I already knew that truth could be as wild, sensual and searing as any flight of imagination, and these writers went even beyond my hopes. There are stories with spankings, strap-ons, restraints, and desert sand; settings ranging from a London hospital to a Caribbean island to Niagara Falls to Tel Aviv; lifetime commitments, fleeting encounters to savor for a lifetime, first flings, and at least one threesome. Reality doesn’t have to be prosaic. Wet, messy, frenzied, sometimes even awkward, but not boring.

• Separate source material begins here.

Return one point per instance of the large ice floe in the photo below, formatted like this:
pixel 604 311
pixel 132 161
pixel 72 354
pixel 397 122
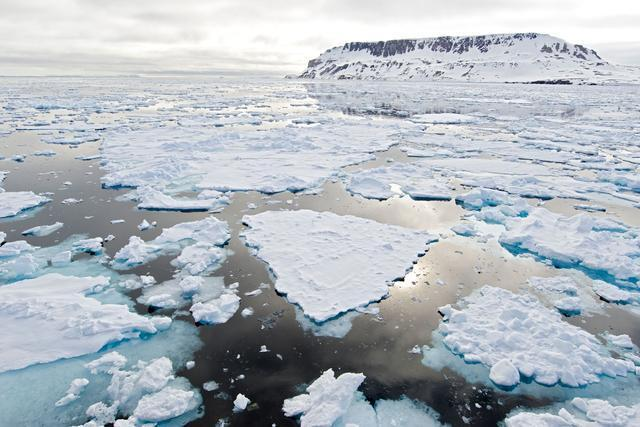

The variety of writers, too, is everything I’d hoped for. Some are well-known and accomplished, telling their tales with skill and artistry that seem to transcend real life, even when they’re true. Some are new to writing, experimenting with preserving their treasured experiences in print, while others have been writing for themselves (and each other) for a long time but never dared share their work openly before.
One previously published writer told me that this story felt so personal to her—more than any of her others—that she'd only submit it to an editor and publisher she knows and trusts. Another, new to me, said that writing about her first encounter with a woman excited her all over again. A third described her piece as the true story of a very special event in her own and her partner’s lives, with only the names changed to protect the innocence of their grown children (who know she writes but also know her well enough not to want to Google her.) I’m always moved, in one sense or another, by the stories people send me, but this time I was touched in a whole new way.
I was also amused by some of the details they shared with me. One said of her story, “All true. I was on Twitter ten minutes later bragging that ‘my girlfriend spanked me so hard I cried real-life tears of ouchiness.’ Lots of people were jealous. LOL.” Another, when I asked what she’d been wearing that gave her partner such easy access, told me that she’d been afraid to admit at the beginning that she’d stripped to a T-shirt and underpants right after work, in case it might make her sound silly and too young, and then she forgot to decide what to say at all. I’m glad she was much less uninhibited about the rest of what happened.
The stories themselves always count most, but in this rare case a sense of the writer behind each story is important, too. I’ve only shared a few of these details, but I’ve come to know enough about most of these authors to be confident as to the basic truth of what they wrote.
The stories can speak for themselves. Some are about first times, each in a distinctive way, from Angel Propps finding the leather daddy she hadn’t known she needed to Jasmine Grimstead having glorious sex under the stars with the free-spirited girl of her dreams. Some are inextricably tied to stressful occupations, like the fleeting episode of forbidden lust in the military by Dawn McKay, and the life-and-death trauma of Lynnete Mae’s police work. Some memories are long-treasured and some newly forged; Catherine Paulssen writes nostalgically of being young in Germany in the summer of 1994, while Allison Moon’s faux fox hunt orgy played out as recently as the latest royal wedding.
Every story deserves special mention, but I’ve gone on long enough. Go ahead and enjoy what these women have bravely and generously offered. With some you’ll feel vivid flashbacks to your own adventures; with others you’ll wish you’d shared theirs; and some will inspire you to make steamy new memories of your own. Reading these stories to someone with just the same urge would be a fine way to start.